Maschinenbauingenieur
* 16.07.1881 Marktoffingen/Bayern
† 06.01.1957 Zollikon/Schweiz
Nach einem abgeschlossenen Studium der Elektrotechnik an der TH München und einem Praxisjahr bei den Siemens-Schuckert-Werken in Berlin war August Thum als Assistent an der Universität Zürich tätig, wo er 1906 promoviert wurde. An Wehrdienst und Verwundung im Ersten Weltkrieg schloss sich eine 20-jährige Praxis in verschiedenen leitenden Funktionen bei der Brown, Boveri & Cie. (BBC) an, zuerst im Stammwerk in Baden/Schweiz, später bei der deutschen Filiale in Mannheim. Von 1925 bis 1927 leitete Thum die Materialprüfungsanstalt des Unternehmens. Als nach der Emeritierung von Otto Berndt dessen breites Arbeitsgebiet aufgeteilt und an der TH Darmstadt die erste o. Professur für Werkstoffkunde in Deutschland eingerichtet wurde, gelang es, Thum als erfahrenen Experten des Fachs für den neuen, mit der Position des Direktors der Materialprüfungsanstalt (MPA) verbundenen Lehrstuhl zu gewinnen. Hier entwickelte er in den folgenden Jahren seine Werkstoff- und Gestaltungslehre. In zahllosen Versuchsreihen wies er nach, dass die richtige Konstruktion nicht allein durch Festigkeitsberechnungen und Dimensionierung, sondern durch die Eigenart des Werkstoffs, durch sein Verhalten bei wechselnder Beanspruchung und v. a. durch die „werkstoffgerechte Gestaltung“ der beanspruchten Konstruktionselemente bedingt ist. Damit erwarb sich die MPA internationales Ansehen.

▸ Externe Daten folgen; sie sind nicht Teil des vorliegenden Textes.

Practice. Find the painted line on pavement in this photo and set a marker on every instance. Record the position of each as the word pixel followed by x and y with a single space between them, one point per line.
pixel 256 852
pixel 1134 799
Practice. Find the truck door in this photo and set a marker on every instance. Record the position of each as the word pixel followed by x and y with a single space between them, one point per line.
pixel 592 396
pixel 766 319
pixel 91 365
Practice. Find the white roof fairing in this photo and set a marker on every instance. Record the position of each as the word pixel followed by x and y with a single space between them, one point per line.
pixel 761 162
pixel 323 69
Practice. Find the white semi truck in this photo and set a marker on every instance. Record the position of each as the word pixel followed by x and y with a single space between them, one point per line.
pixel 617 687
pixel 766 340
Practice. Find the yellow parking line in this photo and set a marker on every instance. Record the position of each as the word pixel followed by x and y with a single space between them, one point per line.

Durch Wahl seiner Kollegen wurde Thum Rektor des Hochschuljahres 1932/33. Der NSDAP trat er während der Aufnahmesperre 1934, offenbar auf Vorschlag der Parteikanzlei der NSDAP, bei. In seine Amtszeit als Rektor fällt ein Großteil der politisch und rassistisch motivierten Entlassungen von Wissenschaftlern an der TH Darmstadt. Charakteristisch für sein Rektorat war eine passive Haltung zu den Entlassungen. Es setze einerseits lediglich die Vorgaben des NS-Regimes um und stieß auf eigene Initiative keine Entlassung an. Anderseits nutzte es aber auch nicht bestehende Handlungsspielräume, wie die Inanspruchnahme von Ausnahmeregelungen im Rahmen des „Gesetzes zur Wiederherstellung des Berufsbeamtentums“, um einzelne Professoren vor der Entlassung zu bewahren. In seiner Funktion als Leiter der MPA beschäftigte und förderte Thum wiederum hochbegabte jüdische Studierende und Doktoranden bzw. sog. „Mischlinge“, solange es gesetzlich möglich war. Während Thum der NS-Ideologie in vielen Bereichen vermutlich kritisch gegenüberstand, gehörte er im Nationalsozialismus zu den am intensivsten für die Rüstungsforschung engagierten Professoren der TH Darmstadt. Die MPA nahm für zahlreiche Auftraggeber Materialprüfungen vor, die als rüstungsrelevant eingestuft wurden, u.a. für die Vierjahresplanbehörde, das RLM oder das Kriegsministerium. Außerdem gehörte er zu den zehn Professoren der TH Darmstadt, die sich während des Zweiten Weltkriegs im Rahmen des „Vorhabens Peenemünde“ an der Entwicklung der V2-Rakete beteiligten. Der Vereinigung von Freunden der Technischen Hochschule Darmstadt – Ernst-Ludwigs-Hochschulgesellschaft –, die ihn zu ihrem Ehrenmitglied ernannte, stand er von 1935 bis 1947 vor. Für seine wissenschaftlichen Verdienste ehrte ihn die TH Stuttgart 1957 mit der Verleihung der Würde eines Dr.-Ing. e. h.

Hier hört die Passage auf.